Ada banyak bentuk diskriminasi dan ketidakadilan yang terjadi sepanjang Bulan Ramadan. Bagi warga Bantul, DIY, bentuk yang selalu terjadi dan paling menyebalkan, adalah ajakan buka bersama alias bukber di wilayah Sleman. Kenapa demikian?
**
Bagi Annisa Ramadhani (25), ajakan bukber selalu menjadi hal yang bikin dia deg degan. Namun, itu bukan karena ia malas ketemu teman-temannya. Bukber jadi ajang flexing, bukan juga jadi penyebabnya. Namun, perempuan yang tinggal di daerah Trimurti, Kecamatan Srandakan, Bantul, ini punya alasan lain yang nyatanya jauh lebih kompleks.
Tempat tinggal Nisa, sapaan akrabnya, boleh kita bilang, berada di Jogja bagian selatan. Meski enggak selatan-selatan banget seperti Poncosari, Srandakan yang jaraknya sejengkal saja dari bibir pantai selatan.

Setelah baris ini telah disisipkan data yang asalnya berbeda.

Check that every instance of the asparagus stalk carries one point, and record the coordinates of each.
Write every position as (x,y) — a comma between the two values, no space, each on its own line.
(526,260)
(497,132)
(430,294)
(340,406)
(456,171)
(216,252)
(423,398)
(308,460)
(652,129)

Karena rumahnya berada di bagian selatan, tentu ada berbagai masalah ketika ia diharuskan buat menghadiri acara yang sebetulnya enggak terlalu penting, tapi tak bisa juga ia tolak. Seperti bukber, khususnya bukber yang diselenggarakan di daerah utara, yakni Sleman.
“Aku enggak masalah ya dengan bukbernya,” kata mahasiswa S2 salah satu PTN Jogja ini, saat Mojok hubungi via sambungan telepon, Kamis (14/3/2024) kemarin. “Masalahnya itu ya kalau bukbernya di Sleman,” ujarnya.
Dipaksa “mau” bukber di wilayah Sleman
Perkara perjalanan jauh dari selatan ke utara, sebenarnya sudah jadi makanan sehari-hari bagi Nisa. Bagaimana tidak, tiap harinya rata-rata ia menghabiskan waktu satu jam perjalanan dari rumah menuju kampusnya di Sleman. Artinya, jadi penglaju dari selatan ke utara sudah jadi jalan ninjanya selama menjadi mahasiswa.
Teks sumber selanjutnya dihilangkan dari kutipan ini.